Lo slogan di questa nuova epoca e il principio intorno al quale tutto ruota è “generate parentele, non bambini”. “E’ tempo che le femministe”, continua Haraway, “prendano le redini dell’immaginazione, della teoria e dell’azione per sciogliere ogni vincolo tra genealogia e parentela, e tra parentela e specie”. Il richiamo è quanto di più umano si possa immaginare: “Generare parentele – making kin – ed esercitare la premura verso l’altro – making kind – (intesi come categoria, cura, parentele senza legami di sangue, parentele altre e molte altre ripercussioni) sono processi che ampliano l’immaginazione e possono cambiare la storia”. In questo modo, si immagina Haraway, gli esseri umani potranno sperare di tornare “a essere due o tre miliardi” e solo così, riducendo il numero di abitanti sulla terra e rafforzando le relazioni tra gli esseri che sopravvivono, sarà aumentato “il benessere di un’umanità diversificata”. Per noi, ancora bloccati nell’Antropocene, e con gli occhi pieni di “estinzioni di massa” è molto difficile da pensare.

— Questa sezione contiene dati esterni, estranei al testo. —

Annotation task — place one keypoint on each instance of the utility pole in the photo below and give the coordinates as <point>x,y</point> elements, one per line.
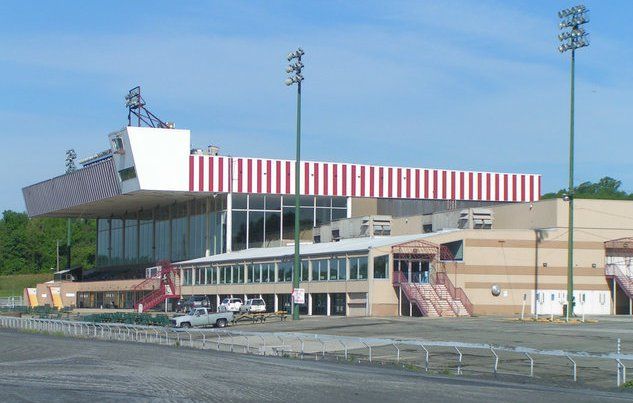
<point>71,156</point>
<point>296,78</point>
<point>573,37</point>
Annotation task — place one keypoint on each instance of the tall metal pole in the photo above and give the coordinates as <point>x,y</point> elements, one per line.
<point>570,237</point>
<point>573,37</point>
<point>296,277</point>
<point>296,78</point>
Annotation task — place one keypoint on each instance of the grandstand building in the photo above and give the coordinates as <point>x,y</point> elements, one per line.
<point>379,240</point>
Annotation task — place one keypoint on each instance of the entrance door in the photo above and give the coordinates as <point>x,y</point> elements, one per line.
<point>419,271</point>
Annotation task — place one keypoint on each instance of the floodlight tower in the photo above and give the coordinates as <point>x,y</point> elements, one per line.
<point>294,69</point>
<point>572,37</point>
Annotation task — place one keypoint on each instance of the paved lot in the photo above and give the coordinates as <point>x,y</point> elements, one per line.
<point>598,336</point>
<point>44,368</point>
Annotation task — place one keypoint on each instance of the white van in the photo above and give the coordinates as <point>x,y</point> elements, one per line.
<point>230,304</point>
<point>256,305</point>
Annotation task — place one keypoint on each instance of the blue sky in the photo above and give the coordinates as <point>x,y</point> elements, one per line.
<point>445,84</point>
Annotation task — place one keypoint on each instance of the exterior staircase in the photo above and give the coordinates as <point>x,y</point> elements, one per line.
<point>436,299</point>
<point>622,277</point>
<point>165,284</point>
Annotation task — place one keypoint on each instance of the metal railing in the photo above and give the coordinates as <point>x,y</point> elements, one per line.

Ma Haraway va oltre: chiude il suo saggio con un racconto di come si immagina lei che potrebbero vivere le nuove comunità. La filosofa e scrittrice pensa a un mondo dove la natalità è una scelta collettiva che viene presa insieme proprio perché si conoscono le conseguenze alle quali potrà condurre. E’ possibile ad esempio, decidere di non procreare completamente e di coltivare un sentimento fondamentale: “l’amicizia”. Ogni nuovo nato, i cosiddetti “bambini del compost” può avere più di due genitori e insieme possono decidere di “modificare il corpo” e unirsi in modo “biologico” ad altre specie. Ad esempio, una delle nuove creature che racconta la Haraway, Camille 1, venne unita alla farfalla Monarca, una specie destinata all’estinzione. Va troppo oltre? La radicalità di Donna Haraway è la sua forza e, in sintesi, vuole solo dare un futuro a un mondo che così com’è non ce l’ha. “Dobbiamo unire le forze e condividere tutte le idee che ci vengono in mente per coltivare le epoche a venire in modo da ristabilire dei luoghi di rifugio”. O meglio, “pensare, pensare dobbiamo”.